Sulla Gi.Fra sono state fatte varie proposte che hanno arricchito gli articoli delle CC.GG.

Se il futuro della Chiesa e della società sta nella gioventù, questa stessa proiezione e queste stesse mire devono essere presenti nell'OFS, perché se ci si identifica e se si ama il carisma francescano secolare, bisogna annunciarlo e comunicarlo. Per questo viene chiesto alle Fraternità OFS di creare iniziative e dinamiche appropriate alla promozione vocazionale giovanile francescana. Le Fraternità OFS concedano con generosità ed entusiasmo alle Fraternità di GI.FRA un animatore fraterno per la formazione francescana secolare. Viene anche rivolto l'invito ad incrementare i rapporti fraterni tra le Fraternità OFS e quelle di Gi.Fra attraverso la nomina di un rappresentante, da parte di ambedue le fraternità che faccia parte del Consiglio rispettivo (cfr. art. 97).

In comunione con la Famiglia Francescana e con la Chiesa

L'articolazione non ha sofferto nessun cambiamento, ma si è aggiunto un numero che può considerarsi un'ispirazione ecumenica-francescana: "-Le Fraternità promuovano, dove possibile, relazioni fraterne con associazioni non cattoliche, che traggono la loro ispirazione da San Francesco-" (art. 103.2).
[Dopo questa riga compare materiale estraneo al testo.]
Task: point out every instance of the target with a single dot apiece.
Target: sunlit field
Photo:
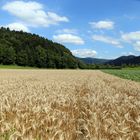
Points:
(131, 74)
(68, 105)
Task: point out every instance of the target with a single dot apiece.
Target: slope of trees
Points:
(27, 49)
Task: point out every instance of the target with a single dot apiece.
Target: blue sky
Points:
(89, 28)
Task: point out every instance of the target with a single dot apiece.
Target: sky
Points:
(89, 28)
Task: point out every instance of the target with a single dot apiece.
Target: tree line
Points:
(26, 49)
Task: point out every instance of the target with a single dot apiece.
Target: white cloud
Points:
(107, 40)
(68, 38)
(33, 14)
(137, 46)
(133, 38)
(128, 53)
(67, 31)
(18, 27)
(109, 25)
(84, 53)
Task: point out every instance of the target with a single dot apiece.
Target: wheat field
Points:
(68, 105)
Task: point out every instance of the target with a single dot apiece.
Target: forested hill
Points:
(27, 49)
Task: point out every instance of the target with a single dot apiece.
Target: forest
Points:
(26, 49)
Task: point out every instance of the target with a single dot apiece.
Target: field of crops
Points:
(132, 74)
(68, 105)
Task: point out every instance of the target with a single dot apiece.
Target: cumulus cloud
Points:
(68, 38)
(108, 25)
(84, 53)
(133, 38)
(108, 40)
(67, 31)
(33, 14)
(18, 27)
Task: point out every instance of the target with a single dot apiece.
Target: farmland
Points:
(68, 105)
(131, 73)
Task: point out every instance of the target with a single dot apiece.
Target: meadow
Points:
(127, 73)
(68, 105)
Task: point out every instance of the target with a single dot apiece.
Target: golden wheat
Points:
(68, 105)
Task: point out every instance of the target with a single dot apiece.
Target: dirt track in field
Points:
(68, 105)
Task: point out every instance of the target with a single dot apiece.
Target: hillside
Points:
(128, 60)
(89, 60)
(25, 49)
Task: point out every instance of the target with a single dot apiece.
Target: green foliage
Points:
(25, 49)
(132, 74)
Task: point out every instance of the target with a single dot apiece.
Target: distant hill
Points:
(128, 60)
(90, 60)
(26, 49)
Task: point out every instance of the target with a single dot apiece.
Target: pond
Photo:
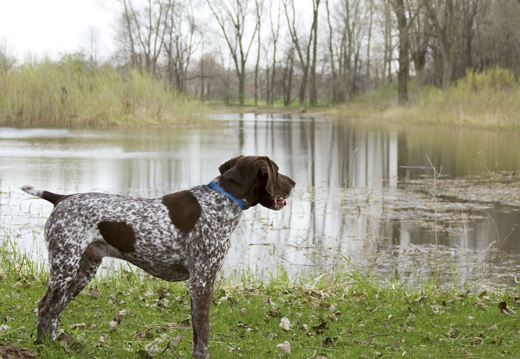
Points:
(407, 203)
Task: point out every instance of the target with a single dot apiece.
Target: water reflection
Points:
(352, 195)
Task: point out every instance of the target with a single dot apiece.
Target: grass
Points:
(133, 315)
(488, 99)
(70, 93)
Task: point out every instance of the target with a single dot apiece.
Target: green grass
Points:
(70, 93)
(347, 316)
(488, 99)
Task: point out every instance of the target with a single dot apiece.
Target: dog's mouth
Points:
(280, 202)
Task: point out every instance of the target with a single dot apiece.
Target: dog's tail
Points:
(54, 198)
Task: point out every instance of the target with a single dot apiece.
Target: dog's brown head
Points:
(254, 180)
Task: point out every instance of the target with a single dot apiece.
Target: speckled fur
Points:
(76, 246)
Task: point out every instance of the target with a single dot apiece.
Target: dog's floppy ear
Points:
(228, 164)
(268, 169)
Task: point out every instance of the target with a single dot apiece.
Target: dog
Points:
(180, 236)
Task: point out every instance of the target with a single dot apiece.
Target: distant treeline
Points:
(71, 93)
(279, 51)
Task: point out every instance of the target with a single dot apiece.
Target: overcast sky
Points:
(51, 27)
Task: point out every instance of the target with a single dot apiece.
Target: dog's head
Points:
(255, 180)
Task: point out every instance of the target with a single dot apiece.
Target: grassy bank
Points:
(479, 100)
(133, 315)
(70, 93)
(488, 99)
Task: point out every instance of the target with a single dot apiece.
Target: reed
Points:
(70, 93)
(489, 99)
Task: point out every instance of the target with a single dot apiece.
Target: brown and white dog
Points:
(180, 236)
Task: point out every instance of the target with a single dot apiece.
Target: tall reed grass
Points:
(489, 99)
(70, 93)
(483, 99)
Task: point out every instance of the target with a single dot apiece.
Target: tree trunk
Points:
(313, 98)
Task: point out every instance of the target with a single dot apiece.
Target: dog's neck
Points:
(214, 185)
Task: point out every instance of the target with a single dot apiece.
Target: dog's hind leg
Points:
(65, 283)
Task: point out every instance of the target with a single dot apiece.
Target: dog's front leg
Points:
(201, 297)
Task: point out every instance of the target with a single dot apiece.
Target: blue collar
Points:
(217, 187)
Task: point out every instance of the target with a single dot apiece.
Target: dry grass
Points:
(72, 94)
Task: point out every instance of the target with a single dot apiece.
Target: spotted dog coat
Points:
(180, 236)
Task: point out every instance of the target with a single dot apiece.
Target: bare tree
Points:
(142, 31)
(442, 14)
(180, 43)
(303, 46)
(274, 20)
(259, 12)
(231, 16)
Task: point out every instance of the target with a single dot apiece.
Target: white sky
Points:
(52, 27)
UN'ALTRA LETTURA DEL IX CAPITOLO GENERALE DELL'OFS

E' il nono Capitolo generale che celebra l'Ordine Francescano Secolare (OFS) ed il secondo che si celebra in Spagna, a Madrid. Il primo si è celebrato nel 1984.
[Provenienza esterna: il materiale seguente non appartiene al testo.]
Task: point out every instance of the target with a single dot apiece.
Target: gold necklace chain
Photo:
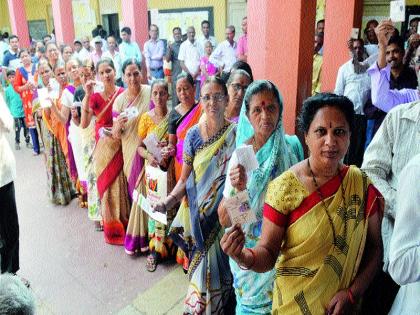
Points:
(325, 206)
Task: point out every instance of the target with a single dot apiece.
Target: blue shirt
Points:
(130, 50)
(14, 102)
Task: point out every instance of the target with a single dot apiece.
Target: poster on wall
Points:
(166, 20)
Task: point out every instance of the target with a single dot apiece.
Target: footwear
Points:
(151, 262)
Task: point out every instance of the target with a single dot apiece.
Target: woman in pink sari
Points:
(181, 119)
(107, 157)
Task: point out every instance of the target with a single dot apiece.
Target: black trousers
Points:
(9, 230)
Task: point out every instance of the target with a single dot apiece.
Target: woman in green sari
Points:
(208, 147)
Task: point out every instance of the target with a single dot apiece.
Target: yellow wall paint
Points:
(219, 11)
(39, 10)
(4, 17)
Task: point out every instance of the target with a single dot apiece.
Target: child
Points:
(14, 102)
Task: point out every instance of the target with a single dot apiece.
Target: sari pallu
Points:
(184, 124)
(312, 267)
(196, 228)
(60, 187)
(87, 136)
(136, 239)
(112, 188)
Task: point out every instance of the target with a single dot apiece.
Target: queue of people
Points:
(321, 241)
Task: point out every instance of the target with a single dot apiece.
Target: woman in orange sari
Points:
(60, 187)
(108, 156)
(181, 119)
(25, 85)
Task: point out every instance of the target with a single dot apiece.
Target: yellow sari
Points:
(313, 266)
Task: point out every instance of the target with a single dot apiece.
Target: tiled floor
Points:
(71, 269)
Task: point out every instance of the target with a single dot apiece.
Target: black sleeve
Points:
(173, 118)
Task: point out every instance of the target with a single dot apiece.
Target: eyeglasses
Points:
(238, 87)
(217, 98)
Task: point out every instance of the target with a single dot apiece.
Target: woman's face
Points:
(159, 95)
(185, 92)
(237, 89)
(52, 53)
(106, 73)
(67, 52)
(86, 74)
(25, 58)
(214, 101)
(132, 76)
(73, 70)
(45, 73)
(264, 113)
(328, 137)
(60, 75)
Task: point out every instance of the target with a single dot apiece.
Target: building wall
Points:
(4, 17)
(219, 11)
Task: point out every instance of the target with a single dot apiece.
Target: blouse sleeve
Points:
(143, 126)
(173, 117)
(93, 104)
(284, 194)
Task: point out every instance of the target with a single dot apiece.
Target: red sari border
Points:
(373, 202)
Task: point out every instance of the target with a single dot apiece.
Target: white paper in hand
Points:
(247, 158)
(239, 209)
(151, 143)
(43, 97)
(144, 204)
(131, 113)
(397, 11)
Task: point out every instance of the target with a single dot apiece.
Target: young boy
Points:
(14, 102)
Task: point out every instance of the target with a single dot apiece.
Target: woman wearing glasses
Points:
(208, 147)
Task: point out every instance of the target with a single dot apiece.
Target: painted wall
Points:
(4, 17)
(39, 10)
(219, 11)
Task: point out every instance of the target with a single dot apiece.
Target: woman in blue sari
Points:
(260, 125)
(208, 147)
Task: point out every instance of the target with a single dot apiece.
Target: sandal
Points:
(151, 262)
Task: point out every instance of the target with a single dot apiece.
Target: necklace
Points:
(336, 243)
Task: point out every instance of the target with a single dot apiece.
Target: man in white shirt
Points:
(189, 56)
(404, 254)
(9, 225)
(85, 52)
(205, 29)
(354, 82)
(129, 49)
(224, 56)
(154, 49)
(115, 56)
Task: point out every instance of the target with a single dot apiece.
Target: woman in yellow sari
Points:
(322, 217)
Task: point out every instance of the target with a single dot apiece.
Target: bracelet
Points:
(173, 196)
(350, 296)
(253, 260)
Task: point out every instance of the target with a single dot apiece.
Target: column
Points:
(340, 18)
(134, 15)
(280, 49)
(63, 21)
(18, 21)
Il Capitolo si è celebrato a Pozuelo de Alarcón (Madrid), dal 23 al 31 ottobre. Vi hanno partecipato 46 Fratelli Capitolari, 5 osservatori ed 8 persone impegnate nel segretariato, oltre ai traduttori. I Fratelli rappresentavano circa mezzo milione di Francescani Secolari sparsi nel mondo. Oltre alla Ministra Generale Emanuela De Nunzio, la Viceministra Generale: Encarnación del Pozo ed i quattro Assistenti Spirituali Generali, c'erano 18 capitolari d'Europa, 13 d'America, 3 d'Africa, 3 d'Asia, 1 d'Oceania ed 1 del Libano.

Oltre che in Europa, è molto interessante lo sviluppo che l'Ordine ha in America ed in Europa orientale, dove fino a poco tempo fa questa forma di vita evangelica era vissuta clandestinamente. Aumenta anche il numero di vocazioni e fraternità in Africa ed Asia.
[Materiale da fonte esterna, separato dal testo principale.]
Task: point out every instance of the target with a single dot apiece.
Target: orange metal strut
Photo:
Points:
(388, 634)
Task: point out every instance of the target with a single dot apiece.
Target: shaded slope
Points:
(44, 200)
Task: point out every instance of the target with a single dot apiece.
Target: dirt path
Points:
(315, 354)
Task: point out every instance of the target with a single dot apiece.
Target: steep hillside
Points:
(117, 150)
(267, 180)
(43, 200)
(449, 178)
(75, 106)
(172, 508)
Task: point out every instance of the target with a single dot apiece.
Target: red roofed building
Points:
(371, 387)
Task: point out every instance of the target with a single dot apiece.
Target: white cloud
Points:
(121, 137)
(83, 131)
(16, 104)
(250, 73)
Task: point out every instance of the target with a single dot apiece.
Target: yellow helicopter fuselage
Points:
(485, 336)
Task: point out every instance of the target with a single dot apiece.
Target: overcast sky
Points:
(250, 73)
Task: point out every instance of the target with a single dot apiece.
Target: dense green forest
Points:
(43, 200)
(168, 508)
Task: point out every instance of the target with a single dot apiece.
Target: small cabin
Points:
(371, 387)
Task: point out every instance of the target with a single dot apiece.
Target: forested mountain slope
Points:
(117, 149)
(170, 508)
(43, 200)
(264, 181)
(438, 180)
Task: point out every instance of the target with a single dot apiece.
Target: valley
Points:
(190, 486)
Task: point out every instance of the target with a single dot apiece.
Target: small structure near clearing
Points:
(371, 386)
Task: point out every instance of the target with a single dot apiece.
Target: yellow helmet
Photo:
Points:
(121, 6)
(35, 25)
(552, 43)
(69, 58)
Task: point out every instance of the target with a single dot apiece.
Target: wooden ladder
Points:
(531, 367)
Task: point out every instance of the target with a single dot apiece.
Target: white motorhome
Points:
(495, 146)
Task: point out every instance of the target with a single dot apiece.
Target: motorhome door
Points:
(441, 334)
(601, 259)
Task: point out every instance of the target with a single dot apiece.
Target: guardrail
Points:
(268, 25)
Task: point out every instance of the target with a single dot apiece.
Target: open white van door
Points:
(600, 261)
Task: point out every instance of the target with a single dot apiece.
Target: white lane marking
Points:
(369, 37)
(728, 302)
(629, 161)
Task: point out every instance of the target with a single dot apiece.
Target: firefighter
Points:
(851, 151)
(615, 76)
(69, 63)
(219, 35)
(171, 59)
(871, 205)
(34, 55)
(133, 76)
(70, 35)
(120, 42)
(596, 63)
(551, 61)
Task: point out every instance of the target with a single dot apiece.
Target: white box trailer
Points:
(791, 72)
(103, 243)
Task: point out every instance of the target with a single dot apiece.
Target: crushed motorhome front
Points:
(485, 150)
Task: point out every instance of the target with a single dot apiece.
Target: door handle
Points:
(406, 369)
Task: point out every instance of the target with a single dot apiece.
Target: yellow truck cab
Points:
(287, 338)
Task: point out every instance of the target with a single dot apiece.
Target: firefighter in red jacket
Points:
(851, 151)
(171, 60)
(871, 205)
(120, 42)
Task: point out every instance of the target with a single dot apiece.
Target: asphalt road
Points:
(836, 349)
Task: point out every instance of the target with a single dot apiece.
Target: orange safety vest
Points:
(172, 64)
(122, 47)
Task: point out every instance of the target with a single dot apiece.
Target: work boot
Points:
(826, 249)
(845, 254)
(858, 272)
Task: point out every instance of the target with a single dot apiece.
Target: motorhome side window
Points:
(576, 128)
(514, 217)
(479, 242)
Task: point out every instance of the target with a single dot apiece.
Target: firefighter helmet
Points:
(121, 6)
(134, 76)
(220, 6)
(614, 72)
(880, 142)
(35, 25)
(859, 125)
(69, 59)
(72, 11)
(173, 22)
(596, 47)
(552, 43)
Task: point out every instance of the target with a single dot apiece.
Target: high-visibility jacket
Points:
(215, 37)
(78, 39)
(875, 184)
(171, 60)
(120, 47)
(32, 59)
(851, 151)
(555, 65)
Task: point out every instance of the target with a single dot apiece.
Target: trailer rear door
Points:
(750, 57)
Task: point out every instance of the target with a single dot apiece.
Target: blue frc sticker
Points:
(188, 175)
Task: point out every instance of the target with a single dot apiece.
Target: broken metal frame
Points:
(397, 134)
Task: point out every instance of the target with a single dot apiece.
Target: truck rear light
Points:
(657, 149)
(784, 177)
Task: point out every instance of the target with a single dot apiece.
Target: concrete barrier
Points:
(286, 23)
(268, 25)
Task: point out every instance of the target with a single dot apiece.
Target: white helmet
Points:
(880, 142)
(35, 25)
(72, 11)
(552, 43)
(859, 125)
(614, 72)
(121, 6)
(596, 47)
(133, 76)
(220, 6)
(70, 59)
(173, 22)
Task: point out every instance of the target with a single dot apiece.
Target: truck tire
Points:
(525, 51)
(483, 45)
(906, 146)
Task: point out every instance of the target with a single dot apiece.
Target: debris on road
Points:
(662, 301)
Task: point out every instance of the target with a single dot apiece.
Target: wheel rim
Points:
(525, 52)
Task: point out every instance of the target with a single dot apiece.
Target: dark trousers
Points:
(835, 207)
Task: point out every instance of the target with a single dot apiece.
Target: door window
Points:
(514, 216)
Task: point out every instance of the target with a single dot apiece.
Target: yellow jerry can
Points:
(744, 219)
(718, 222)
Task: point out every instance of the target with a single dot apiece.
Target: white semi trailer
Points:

Le sfide principali dell'Ordine sono la formazione, elemento fondamentale per mantenere la propria identità "-francescana e secolare-", come pure la sua presenza attiva nella chiesa e nella società.

Rimangono attivi alcuni progetti: quelli relativi alla formazione nelle fraternità nazionali d'Africa e dei Paesi Baltici, poiché la formazione concede qualità alla vita di "-fraternità-" ed alla "-missione-" dei fratelli. Altri progetti da portare avanti: quello della "-Comunicazione-" e quello dell'"-Ecumenismo e Dialogo interreligioso-".

E' stato iniziato un progetto di animazione e di aiuto alla Fraternità nazionale di Cuba dove ci sono 467 membri, tra cui due vescovi, vari sacerdoti ed alcuni diaconi permanenti.